Tricksy Cake Pans

Tricksy Cake Pans

Welcome to the Great Baking Show, Queen B Edition! We regularly offer basic baking gear, but in with the cookie sheets and muffin tins you’ll sometimes find fancier options such as these pans from the 1980s. Made for bakers who want to impress but who haven’t attended fancy cooking schools, the pan itself does much of the heavy lifting. And although they often came with ‘from scratch’ recipes, they were also intended to make boxed cake mixes extra fancy.

First we have this checkerboard cake pan, with secret special divider. Checkerboard cakes have been around a long time, the most famous being the Battenberg (AKA Domino or Church Window Cake) a pink and yellow sponge cake from Great Britain. It was first baked in 1884 when Prince Louis of Battenberg married Queen Victoria’s granddaughter. Early versions had up to 24 squares, but today commercial bakers make simple four-square versions.

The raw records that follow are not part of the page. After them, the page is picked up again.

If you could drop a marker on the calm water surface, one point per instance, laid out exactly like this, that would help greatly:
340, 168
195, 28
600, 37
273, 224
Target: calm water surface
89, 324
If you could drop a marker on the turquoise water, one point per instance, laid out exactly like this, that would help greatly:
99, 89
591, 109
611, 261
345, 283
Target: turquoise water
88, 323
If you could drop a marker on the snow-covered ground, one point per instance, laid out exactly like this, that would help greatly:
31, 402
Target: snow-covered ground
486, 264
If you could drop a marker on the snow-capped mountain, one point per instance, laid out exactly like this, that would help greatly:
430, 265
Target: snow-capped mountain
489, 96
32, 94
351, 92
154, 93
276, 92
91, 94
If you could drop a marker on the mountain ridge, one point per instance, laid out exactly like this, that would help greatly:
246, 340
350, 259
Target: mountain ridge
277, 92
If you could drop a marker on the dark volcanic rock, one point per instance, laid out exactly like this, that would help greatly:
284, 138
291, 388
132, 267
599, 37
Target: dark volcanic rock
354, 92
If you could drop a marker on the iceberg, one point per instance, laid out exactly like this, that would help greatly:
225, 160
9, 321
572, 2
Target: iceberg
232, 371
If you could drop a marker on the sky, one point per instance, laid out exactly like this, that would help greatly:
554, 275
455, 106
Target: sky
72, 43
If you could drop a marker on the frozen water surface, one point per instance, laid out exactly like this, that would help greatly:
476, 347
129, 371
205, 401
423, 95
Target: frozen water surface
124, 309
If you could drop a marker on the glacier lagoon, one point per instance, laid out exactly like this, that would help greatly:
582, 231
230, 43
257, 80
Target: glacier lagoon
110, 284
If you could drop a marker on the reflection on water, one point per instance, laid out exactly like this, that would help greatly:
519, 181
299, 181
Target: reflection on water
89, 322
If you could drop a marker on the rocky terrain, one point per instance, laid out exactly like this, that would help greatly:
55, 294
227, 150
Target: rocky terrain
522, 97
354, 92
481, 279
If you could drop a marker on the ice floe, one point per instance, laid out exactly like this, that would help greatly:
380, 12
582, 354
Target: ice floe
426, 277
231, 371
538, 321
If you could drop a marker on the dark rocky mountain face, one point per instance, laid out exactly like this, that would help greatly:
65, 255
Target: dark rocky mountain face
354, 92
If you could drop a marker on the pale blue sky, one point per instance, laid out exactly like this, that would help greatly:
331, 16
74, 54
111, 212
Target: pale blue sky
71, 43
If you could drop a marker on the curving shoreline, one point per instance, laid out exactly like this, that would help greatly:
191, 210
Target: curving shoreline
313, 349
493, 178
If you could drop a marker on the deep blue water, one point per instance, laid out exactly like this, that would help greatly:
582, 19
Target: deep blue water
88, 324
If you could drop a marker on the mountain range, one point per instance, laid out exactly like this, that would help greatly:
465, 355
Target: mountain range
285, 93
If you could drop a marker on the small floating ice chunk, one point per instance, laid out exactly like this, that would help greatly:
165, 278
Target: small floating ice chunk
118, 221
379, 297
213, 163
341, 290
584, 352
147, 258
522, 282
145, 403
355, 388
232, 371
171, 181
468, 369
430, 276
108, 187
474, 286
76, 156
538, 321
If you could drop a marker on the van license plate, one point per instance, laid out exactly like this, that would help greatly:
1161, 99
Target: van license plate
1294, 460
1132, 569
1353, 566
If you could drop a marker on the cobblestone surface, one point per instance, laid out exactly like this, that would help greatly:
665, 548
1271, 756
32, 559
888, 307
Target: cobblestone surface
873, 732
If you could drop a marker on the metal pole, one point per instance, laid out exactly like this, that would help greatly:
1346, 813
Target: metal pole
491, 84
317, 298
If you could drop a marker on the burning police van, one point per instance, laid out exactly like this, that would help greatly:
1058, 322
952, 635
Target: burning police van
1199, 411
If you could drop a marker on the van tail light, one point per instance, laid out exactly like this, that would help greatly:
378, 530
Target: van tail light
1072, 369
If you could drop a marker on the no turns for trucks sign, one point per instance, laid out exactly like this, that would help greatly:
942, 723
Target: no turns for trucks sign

With this tricksy 3-layer cake pan, your cake will show 9 checkerboard squares across every slice when cut in the usual wedges. The secret is to pour concentric bullseyes of chocolate and vanilla batter, which is where the divider comes in. The first layer is poured chocolate/vanilla/chocolate, the second is vanilla/chocolate/vanilla, and the last is chocolate/vanilla/chocolate again. Stacked with minimal frosting between layers, the checkerboard is only revealed when the cake is cut – ta DA! There are big round cake cutters that create the same effect starting with single-flavor layers, but this pan set is easier to get everything properly lined up.

Next we have fancy ‘flan’ pans, AKA Mary Ann pans, or in Germany obsttortenform or tortenboden. (These are for cakes, not the Spanish-style egg-custards also called ‘flan’.)

Obsttortenform means ‘fruit cake pan’ and tortenboden means ‘cake bottom’; the pan is for making a dish-like cake bottom holding a fruit topping. They come in multiple sizes. The Mary Ann Company was first to produce this style of pan in the U.S. in the 1920s.

In the 1980s, Duncan Hines, maker of boxed cake mixes, promoted their product by co- developing with the Ecko Bakeware Company a version of the Mary Ann pan which they dubbed ‘the Tiara’ after beauty queens’ sparkly crowns. In the initial stage, every box mix in the Tiara line came with a “FREE PAN”. One pan even survived UNUSED all the way to a QBO sale 40 years later, when it finally went home with someone who will bake in it.

A ‘Duncan Hines Tiara Desserts’ boxed mix with filling and ‘free’ pan was more expensive than a standard boxed mix (naturally). And once everyone had bought those with the ‘free’ pans, the company then sold the same Tiara cake mixes without the pan at the same higher gourmet price. However, home bakers quickly figured out ANY cake mix and filling would work in the fancy pan so there was no need to spend more on what was essentially regular cake mix and pudding mix but with a snooty price. Consumers – 1, Advertisers – 0!

But as long as you are not being bamboozled into over-spending on boxed mixes, Tiara pans make adorable cakes – top them with pudding and whipped cream, or fresh fruit glazed in shiny jam, or ice cream, syrup and chocolate chips – the sky’s the limit. And because the pan is broader and shallower than a standard layer cake pan, Tiara cakes bake faster, too. A standard recipe for a two-layer 9″ cake will fill 2 Tiara pans, so when you visit QBO, you can maybe even get yourself TWO Tiara pans, since Duncan Hines just about flooded the market with them.